The drawings are highly symbolic in that they illustrate scenes from everyday life, from anecdotal myths and from the epics. Tantric principals (focusing on female forms of divine power and on the primacy of the feminine principle that infuses energy into otherwise lifeless matter) are also depicted. Some scholars have speculated that Mithila wall and floor drawings and tantric arts and rituals involving wall and floor drawings go back to some common source. Observers familiar with Freudian symbolism lend a Freudian interpretation to the Kohbar drawings of Mithila. Awareness of details of the lives and settings in which the artists have created their works is however considered to greatly enrich the interpretation process.
Mithila drawings were originally wall and floor drawings made by village women on the mud walls of typical village homes. These drawings were periodically washed away by rains and thus had to be continuously re-done. In the 1960s, the onset of a drought caused crops to fail and left the region deep in poverty. In order to help the inhabitants fend for themselves, Baskar Kulkarni, an artist from Delhi, was sent by the All India Handicraft Board to the Madhubani district to analyze the income yielding potential of these wall and floor drawings. He took drawings made by the locals on heavy paper back to Delhi and exposed the exquisite artwork to a receiving market. The reputation of the Mithila artists spread quickly and demands for their work grew. Once the drawings descended from walls to scrolls, the artists began to exploit the opportunity for individual artistic expression and experimentation provided by the availability of paper.
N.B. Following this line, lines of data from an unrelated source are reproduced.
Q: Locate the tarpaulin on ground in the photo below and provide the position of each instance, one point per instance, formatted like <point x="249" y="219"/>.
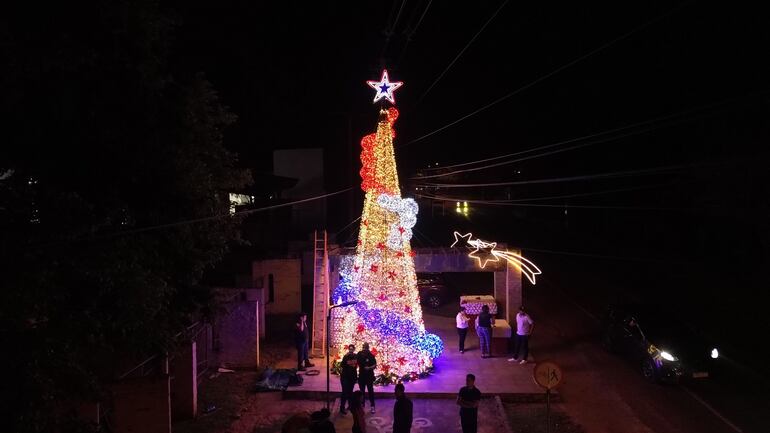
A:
<point x="278" y="380"/>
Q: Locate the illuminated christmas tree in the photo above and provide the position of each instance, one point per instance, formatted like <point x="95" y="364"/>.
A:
<point x="381" y="276"/>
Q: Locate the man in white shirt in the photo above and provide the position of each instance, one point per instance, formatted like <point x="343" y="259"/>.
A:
<point x="462" y="320"/>
<point x="524" y="326"/>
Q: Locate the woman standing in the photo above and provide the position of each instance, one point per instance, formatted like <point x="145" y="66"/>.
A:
<point x="484" y="330"/>
<point x="462" y="320"/>
<point x="359" y="423"/>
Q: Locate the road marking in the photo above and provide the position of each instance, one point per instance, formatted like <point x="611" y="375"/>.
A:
<point x="712" y="410"/>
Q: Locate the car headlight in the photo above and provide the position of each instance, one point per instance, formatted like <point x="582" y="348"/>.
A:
<point x="667" y="356"/>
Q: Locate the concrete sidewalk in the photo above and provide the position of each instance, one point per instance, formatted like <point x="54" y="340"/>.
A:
<point x="493" y="375"/>
<point x="430" y="416"/>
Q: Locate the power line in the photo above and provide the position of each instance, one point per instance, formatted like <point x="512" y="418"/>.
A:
<point x="559" y="206"/>
<point x="548" y="75"/>
<point x="539" y="155"/>
<point x="419" y="100"/>
<point x="585" y="194"/>
<point x="650" y="171"/>
<point x="205" y="219"/>
<point x="585" y="137"/>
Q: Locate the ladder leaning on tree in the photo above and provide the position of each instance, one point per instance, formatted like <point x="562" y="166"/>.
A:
<point x="320" y="293"/>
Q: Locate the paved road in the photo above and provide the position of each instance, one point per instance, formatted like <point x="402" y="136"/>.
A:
<point x="605" y="393"/>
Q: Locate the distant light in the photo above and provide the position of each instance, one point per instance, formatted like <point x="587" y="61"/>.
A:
<point x="667" y="356"/>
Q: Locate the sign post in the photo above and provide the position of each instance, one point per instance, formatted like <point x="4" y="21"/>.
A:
<point x="548" y="375"/>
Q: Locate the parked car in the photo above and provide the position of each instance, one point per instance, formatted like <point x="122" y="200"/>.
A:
<point x="665" y="349"/>
<point x="432" y="289"/>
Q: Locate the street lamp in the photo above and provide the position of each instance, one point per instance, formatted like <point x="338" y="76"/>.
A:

In 1977 the Master Craftsmen's Association of Mithila was established to encourage Mithila artists and support fair prices for the artwork created locally. The project was a great success. Not only did it help alleviate the poverty that had befallen the region but also brought national as well as world-wide fame and recognition to its people.
A thirty-four piece collection was gifted to Oberlin College on December 20, 2000 by Joann F. and Joseph W. Elder, the latter an Oberlin Alumnus and the recipient of the Oberlin College Alumni Association Distinguished Achievement Award. Since then, the library has added eighteen additional drawings.